Federal law requires employers to report basic information on new employees within 20 days of hire to the state in which the employee will work. (Some states have even tighter deadlines.) This information is put into the National Directory of New Hires that is used to locate and withhold income from people who owe child support.

The information required includes the new employee’s full name, address and Social Security, your EIN and address and the employee’s date of hire. Most employers collect this information by using an employee information form that all new hires must fill out. (Read eight tips for creating an employee information form.)

6. Set up a payroll and tax withholding system.

You’ll need to withhold federal and state income taxes, as well as federal Social Security and Medicare payroll taxes, from each employee’s paycheck. A reputable third-party payroll provider makes all of this this easy by providing you with a solution in which you can simply type each employee’s compensation, employee benefit deduction and tax withholding information into the system and it will automatically create regular paychecks (paper or electronic) for you while deducting the correct amount for each type of tax withholding for each pay period.

Many large payroll providers also bundle in extra services, such as human resources. Make sure to thoroughly review your options and find a payroll provider that meets all your needs at the right price. You’ll want to find a payroll provider that also has strong customer service and support in case you encounter any problems or have questions.

7. Have all employees fill out form W-4.

Before you can start paying an employee, you need to know how many “allowances” he or she wants withheld for taxes. The more allowances an employee decides to take, the less tax that will be withheld from their paycheck.

Again, payroll providers typically provide a W-4 form and make it easy to enter the information into the system. You just have to ensure every new hire fills it out and submits it. You can also download the W-4 form from IRS.gov.

8. Get and post employee notices.

There are a number of federal labor laws that require employers to post their requirements in conspicuous places in the workplace so that workers understand their rights under the law. For example, you’ll likely need to display a poster about the Fair Labor Standards Act and its rules establishing a minimum wage, overtime pay rules, child labor restrictions, nursing mother protections and more.

What you’re required to post depends on such factors as the size and nature of your business, which state you’re in, whether you have federal contracts or employee disabled or foreign workers, and more. The U.S. Department of Labor has a FirstStep Poster Advisor that will guide you through a series of questions and then provide you PDFs of the posters you likely need to display.

Also note that individual states may have their own poster display requirements.
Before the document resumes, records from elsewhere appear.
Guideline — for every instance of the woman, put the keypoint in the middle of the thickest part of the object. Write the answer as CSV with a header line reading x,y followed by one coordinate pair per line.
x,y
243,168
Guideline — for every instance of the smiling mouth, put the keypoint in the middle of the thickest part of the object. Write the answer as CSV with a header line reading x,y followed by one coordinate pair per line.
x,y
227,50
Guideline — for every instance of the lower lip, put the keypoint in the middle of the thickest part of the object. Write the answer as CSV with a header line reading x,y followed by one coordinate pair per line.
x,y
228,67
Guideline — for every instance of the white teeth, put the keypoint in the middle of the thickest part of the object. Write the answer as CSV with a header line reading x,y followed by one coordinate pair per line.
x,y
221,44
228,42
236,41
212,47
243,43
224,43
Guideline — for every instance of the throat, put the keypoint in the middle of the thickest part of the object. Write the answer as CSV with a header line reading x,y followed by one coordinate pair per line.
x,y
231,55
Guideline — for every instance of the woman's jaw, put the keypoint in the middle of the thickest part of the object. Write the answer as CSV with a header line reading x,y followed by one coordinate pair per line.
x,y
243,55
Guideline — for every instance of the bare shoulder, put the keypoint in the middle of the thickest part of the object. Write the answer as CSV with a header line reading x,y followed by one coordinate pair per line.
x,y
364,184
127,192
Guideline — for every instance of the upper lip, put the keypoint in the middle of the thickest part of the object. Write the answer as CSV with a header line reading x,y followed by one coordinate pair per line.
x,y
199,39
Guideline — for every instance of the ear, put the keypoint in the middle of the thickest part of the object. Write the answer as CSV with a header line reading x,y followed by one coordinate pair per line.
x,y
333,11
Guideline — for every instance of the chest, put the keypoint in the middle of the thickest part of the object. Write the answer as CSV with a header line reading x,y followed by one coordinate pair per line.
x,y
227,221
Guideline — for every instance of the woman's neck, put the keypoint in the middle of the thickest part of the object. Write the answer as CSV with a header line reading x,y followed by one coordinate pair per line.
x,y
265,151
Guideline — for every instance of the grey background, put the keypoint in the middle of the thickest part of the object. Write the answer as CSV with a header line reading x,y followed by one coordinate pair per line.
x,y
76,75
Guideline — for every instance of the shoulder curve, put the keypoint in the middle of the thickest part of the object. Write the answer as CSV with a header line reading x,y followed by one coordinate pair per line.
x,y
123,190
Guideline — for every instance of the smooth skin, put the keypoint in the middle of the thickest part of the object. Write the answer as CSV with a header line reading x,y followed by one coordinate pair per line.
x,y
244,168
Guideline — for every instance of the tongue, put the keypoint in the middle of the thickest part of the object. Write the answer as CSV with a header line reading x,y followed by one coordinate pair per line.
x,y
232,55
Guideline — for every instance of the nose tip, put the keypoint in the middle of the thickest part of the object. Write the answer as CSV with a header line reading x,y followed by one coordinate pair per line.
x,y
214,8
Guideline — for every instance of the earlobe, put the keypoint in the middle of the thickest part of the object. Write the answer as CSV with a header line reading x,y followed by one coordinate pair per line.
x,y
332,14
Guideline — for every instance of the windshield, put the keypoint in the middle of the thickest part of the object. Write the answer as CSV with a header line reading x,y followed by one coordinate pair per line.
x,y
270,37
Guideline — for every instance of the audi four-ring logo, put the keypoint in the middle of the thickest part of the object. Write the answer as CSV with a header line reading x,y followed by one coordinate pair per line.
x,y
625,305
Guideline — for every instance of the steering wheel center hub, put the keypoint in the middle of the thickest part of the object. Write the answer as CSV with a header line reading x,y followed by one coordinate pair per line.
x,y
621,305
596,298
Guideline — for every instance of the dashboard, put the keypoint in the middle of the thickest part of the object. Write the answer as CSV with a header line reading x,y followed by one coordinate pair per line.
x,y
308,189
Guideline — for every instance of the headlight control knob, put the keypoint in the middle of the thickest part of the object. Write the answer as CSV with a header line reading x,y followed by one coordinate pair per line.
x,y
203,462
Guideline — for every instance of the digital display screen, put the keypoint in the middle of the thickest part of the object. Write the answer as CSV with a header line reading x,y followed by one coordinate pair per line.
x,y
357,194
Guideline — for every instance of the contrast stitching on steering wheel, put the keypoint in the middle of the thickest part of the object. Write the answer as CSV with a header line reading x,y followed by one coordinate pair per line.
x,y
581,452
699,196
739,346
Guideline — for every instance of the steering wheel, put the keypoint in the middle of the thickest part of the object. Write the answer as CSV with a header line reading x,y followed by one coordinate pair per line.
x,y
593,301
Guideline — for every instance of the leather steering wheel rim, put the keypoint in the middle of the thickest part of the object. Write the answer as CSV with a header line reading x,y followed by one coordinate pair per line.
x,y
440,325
So it makes sense to also contact your state’s labor department for guidance. The U.S. Department of Labor keeps an online contact list of state labor offices.

9. Comply with OSHA rules.

Employing workers also means that you must comply with the federal Occupational Safety and Health Administration (OSHA) and its rules, which go back to the Occupational Safety and Health Act of 1970.
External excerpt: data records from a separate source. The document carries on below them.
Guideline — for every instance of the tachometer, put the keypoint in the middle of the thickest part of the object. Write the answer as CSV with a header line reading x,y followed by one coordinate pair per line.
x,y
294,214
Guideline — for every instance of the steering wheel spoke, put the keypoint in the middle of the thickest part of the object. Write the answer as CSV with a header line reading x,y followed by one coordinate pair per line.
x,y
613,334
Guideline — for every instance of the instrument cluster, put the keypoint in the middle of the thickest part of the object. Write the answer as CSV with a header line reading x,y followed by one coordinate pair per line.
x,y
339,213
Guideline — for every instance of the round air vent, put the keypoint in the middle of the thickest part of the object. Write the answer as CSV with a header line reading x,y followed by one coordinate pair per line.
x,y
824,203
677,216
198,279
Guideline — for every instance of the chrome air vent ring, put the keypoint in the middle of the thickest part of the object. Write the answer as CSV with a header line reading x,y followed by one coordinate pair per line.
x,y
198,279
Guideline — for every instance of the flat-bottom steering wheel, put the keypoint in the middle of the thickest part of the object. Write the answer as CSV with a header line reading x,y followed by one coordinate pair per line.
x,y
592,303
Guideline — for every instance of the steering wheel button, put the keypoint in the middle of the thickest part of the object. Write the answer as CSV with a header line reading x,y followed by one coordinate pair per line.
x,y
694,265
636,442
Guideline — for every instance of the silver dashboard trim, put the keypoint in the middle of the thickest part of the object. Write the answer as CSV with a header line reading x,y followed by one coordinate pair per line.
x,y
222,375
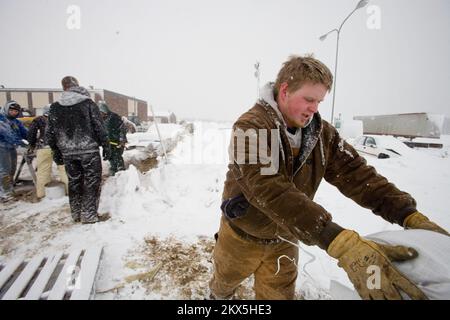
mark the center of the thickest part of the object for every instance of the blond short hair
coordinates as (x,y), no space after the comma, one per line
(299,70)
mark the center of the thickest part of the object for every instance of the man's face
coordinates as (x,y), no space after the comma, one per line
(13,113)
(299,107)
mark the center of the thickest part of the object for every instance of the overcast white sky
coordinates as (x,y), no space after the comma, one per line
(196,57)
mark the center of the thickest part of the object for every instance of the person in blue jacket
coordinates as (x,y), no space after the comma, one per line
(12,133)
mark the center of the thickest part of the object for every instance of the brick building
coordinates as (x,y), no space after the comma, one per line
(35,99)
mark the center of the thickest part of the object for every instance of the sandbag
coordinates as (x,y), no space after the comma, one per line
(430,271)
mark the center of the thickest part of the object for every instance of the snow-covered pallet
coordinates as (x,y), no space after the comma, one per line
(58,276)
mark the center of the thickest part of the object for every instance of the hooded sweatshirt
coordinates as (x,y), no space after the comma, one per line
(74,124)
(12,130)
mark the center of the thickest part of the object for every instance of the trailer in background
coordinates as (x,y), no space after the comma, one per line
(408,125)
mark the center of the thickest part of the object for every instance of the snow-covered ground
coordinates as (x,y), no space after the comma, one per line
(167,218)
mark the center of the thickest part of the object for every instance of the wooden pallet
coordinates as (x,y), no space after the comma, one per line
(58,276)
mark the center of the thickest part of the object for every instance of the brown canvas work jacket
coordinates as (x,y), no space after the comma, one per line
(281,204)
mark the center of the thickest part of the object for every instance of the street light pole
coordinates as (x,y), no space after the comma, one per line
(361,4)
(257,75)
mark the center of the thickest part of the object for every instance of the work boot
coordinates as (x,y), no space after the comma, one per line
(98,218)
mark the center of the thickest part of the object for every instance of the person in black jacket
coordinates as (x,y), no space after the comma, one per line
(117,131)
(75,132)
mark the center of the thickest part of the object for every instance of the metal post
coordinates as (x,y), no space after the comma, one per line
(159,134)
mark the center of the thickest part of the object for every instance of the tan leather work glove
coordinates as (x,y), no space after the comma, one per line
(419,221)
(358,256)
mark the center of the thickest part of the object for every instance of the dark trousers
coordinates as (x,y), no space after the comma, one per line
(85,174)
(116,162)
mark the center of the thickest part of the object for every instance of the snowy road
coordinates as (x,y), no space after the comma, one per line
(170,214)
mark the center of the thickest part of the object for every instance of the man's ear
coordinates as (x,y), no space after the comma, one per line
(282,93)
OSHA rules cover a variety of workplace conditions. Think having safe tools and equipment, safe use and maintenance of the equipment, safe handling of hazardous chemicals and much more.
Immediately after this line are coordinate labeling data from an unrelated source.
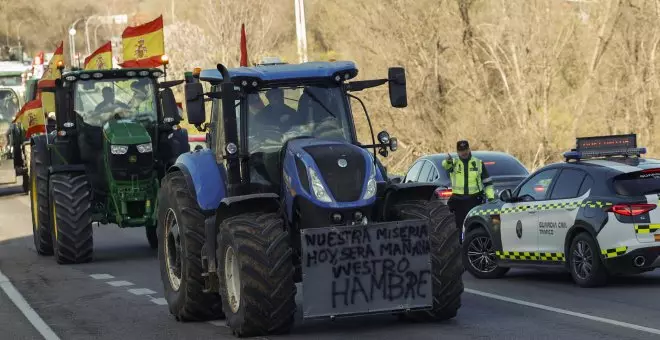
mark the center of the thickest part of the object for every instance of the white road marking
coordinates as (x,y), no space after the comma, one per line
(102,276)
(159,301)
(25,308)
(141,291)
(564,311)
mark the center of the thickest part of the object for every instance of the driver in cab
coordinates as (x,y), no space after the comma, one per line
(109,101)
(276,113)
(141,101)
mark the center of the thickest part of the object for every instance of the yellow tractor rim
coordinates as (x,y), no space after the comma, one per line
(33,196)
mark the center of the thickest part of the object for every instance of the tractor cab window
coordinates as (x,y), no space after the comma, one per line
(98,101)
(279,114)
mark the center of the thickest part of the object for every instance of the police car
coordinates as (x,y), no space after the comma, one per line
(596,215)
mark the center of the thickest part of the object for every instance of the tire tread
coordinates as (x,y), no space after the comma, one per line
(268,303)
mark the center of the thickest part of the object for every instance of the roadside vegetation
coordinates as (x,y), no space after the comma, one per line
(521,76)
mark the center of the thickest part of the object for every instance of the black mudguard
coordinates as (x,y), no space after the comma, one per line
(404,191)
(172,145)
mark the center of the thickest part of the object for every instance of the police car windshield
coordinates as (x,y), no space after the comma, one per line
(638,183)
(98,101)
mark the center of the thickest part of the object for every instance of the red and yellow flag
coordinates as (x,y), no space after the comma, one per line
(32,118)
(101,59)
(144,44)
(51,72)
(48,79)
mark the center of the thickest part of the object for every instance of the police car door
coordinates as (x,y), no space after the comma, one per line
(519,219)
(559,214)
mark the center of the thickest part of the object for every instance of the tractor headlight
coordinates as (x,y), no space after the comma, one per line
(144,148)
(371,184)
(118,149)
(318,188)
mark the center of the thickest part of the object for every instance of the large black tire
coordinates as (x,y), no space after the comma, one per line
(266,286)
(152,236)
(584,246)
(39,201)
(446,264)
(26,183)
(71,214)
(187,302)
(485,266)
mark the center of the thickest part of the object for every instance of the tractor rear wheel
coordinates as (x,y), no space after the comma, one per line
(446,264)
(255,271)
(38,182)
(180,237)
(71,217)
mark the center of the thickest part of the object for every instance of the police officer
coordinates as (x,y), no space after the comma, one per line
(470,182)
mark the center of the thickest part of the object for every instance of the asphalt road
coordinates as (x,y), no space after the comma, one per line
(119,296)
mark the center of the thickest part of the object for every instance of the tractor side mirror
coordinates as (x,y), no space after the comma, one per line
(170,109)
(387,141)
(397,83)
(195,103)
(63,106)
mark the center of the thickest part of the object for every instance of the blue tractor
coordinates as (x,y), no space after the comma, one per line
(285,196)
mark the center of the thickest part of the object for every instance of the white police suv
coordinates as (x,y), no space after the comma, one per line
(596,214)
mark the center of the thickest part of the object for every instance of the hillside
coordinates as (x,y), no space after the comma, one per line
(522,76)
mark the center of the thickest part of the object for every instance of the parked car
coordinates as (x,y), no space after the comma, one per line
(505,170)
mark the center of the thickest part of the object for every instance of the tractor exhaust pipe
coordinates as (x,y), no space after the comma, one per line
(639,261)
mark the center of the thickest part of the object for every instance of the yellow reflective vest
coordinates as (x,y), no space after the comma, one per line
(470,181)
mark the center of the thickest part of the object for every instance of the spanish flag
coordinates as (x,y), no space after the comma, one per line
(48,79)
(144,44)
(101,59)
(51,72)
(32,118)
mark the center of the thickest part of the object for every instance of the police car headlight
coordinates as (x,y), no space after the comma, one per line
(371,184)
(317,187)
(144,148)
(118,149)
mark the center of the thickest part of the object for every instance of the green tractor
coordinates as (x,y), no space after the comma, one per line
(12,137)
(116,132)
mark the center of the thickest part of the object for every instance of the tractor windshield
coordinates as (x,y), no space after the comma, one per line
(278,114)
(98,101)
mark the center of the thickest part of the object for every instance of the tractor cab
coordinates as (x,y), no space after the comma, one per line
(276,115)
(274,108)
(116,123)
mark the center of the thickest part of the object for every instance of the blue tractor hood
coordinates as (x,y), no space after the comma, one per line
(342,170)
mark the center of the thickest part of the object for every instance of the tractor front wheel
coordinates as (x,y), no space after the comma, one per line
(181,236)
(38,182)
(255,270)
(446,264)
(71,218)
(152,236)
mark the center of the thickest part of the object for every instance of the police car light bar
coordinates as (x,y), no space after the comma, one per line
(604,146)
You’ll need to use codes, posters, labels and signs to warn your workers about dangers, as well as provide them necessary training and medical examinations. The OSHA poster, or its state-level equivalent, must be displayed in a prominent workplace location.

10. Establish any necessary employee benefits.

Small businesses with fewer than 50 full-time-equivalent (FTE) employees are exempt from the Affordable Care Act (ACA) mandate that requires larger businesses to carry health insurance for their employees or pay an annual penalty. That said, the federal government offers incentives for small employers who do offer insurance.

Employers with fewer than 50 FTE employees can get their employees insurance through the Small Business Health Options Program (SHOP) exchanges. Those with fewer than 25 FTE employees can qualify for tax credits worth up to 50% the cost of the health insurance premium.

Depending on your industry and market, offering health insurance to employees may be a smart, competitive move even if you’re not required by law to offer it. Several states are also in the process of enacting regulations that will require employers who don’t offer their employees a standard retirement plan—such as a 401(k) or pension—a state-sponsored retirement plan.

California, for example, is phasing in rules requiring employers with five or more employees to either automatically make IRA payroll deductions for each employee through its CalSavers Program or offer an employer-sponsored retirement plan.

Covering Your Bases

Though these are the main steps employers must take that are required by federal or state law, there are other smart things to do before you start employing people. These include writing an employee handbook, so there are no questions about your rules and protocols for employees (even your first hire), and creating a personnel file for every employee.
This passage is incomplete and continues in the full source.